二年目は、デビュタントより条件が悪くなるって、失礼な慣例だけどさ。ちょっと見苦しいと思っちゃった。
意地悪な感情! だって、散々意地悪されたんだもの。元ペイシェンスなら、優しいからこんな事は思わないのかも。
いや、好きなカエサル様、尊敬できるチャールズ様やレオナール様を公爵夫人目当てだけで追いかけているキャサリン様、腹が立つんだ。

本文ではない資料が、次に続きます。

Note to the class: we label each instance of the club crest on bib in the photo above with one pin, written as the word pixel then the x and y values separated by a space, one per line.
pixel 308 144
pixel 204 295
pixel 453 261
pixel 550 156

「カエサル様も婚約者を決めたら、社交界のパーティも楽になるのでは?」
私は、パーシバルという婚約者がいるので、パーティでも気楽なんだよね。
「ペイシェンス! 酷いなぁ! 私はペイシェンスに求婚したのに!」
「えっ? そんな事がありましたか?」
「カザリア帝国の遺跡を見つけた夏休みの最後に言っただろう!」
「ああ、大人になったら……」
そう言えば、そんな事もあったような? メアリーに本気にしないようにと注意した記憶があるよ。
二人で踊っていたら、パーシバルがカエサル様の肩を叩いて、パートナー交代。
「何か良い雰囲気だったので、妬けました」
パーシバルに嫉妬されるような事は滅多にない。
「ふふふ、嫉妬されるのも嬉しいです!」
二人で踊っている間に、カエサル様は、ブロッサム公爵に挨拶して、サッサと逃げ出していた。
「今度は、レオナール様とチャールズ様が追いかけられていますね」
キャサリン様がレオナール様とチャールズ様にあからさまなアタックしているけど、無理じゃないかな?
二人とも賢いから、意地悪な令嬢など御免だろう。それに地位目当てなのが見え見えだもの!
やっと、二人の王女様が退出されたので、私も解放! パーシバルと一緒に帰りたいけど、私はノースコート伯爵夫妻と帰路に就く。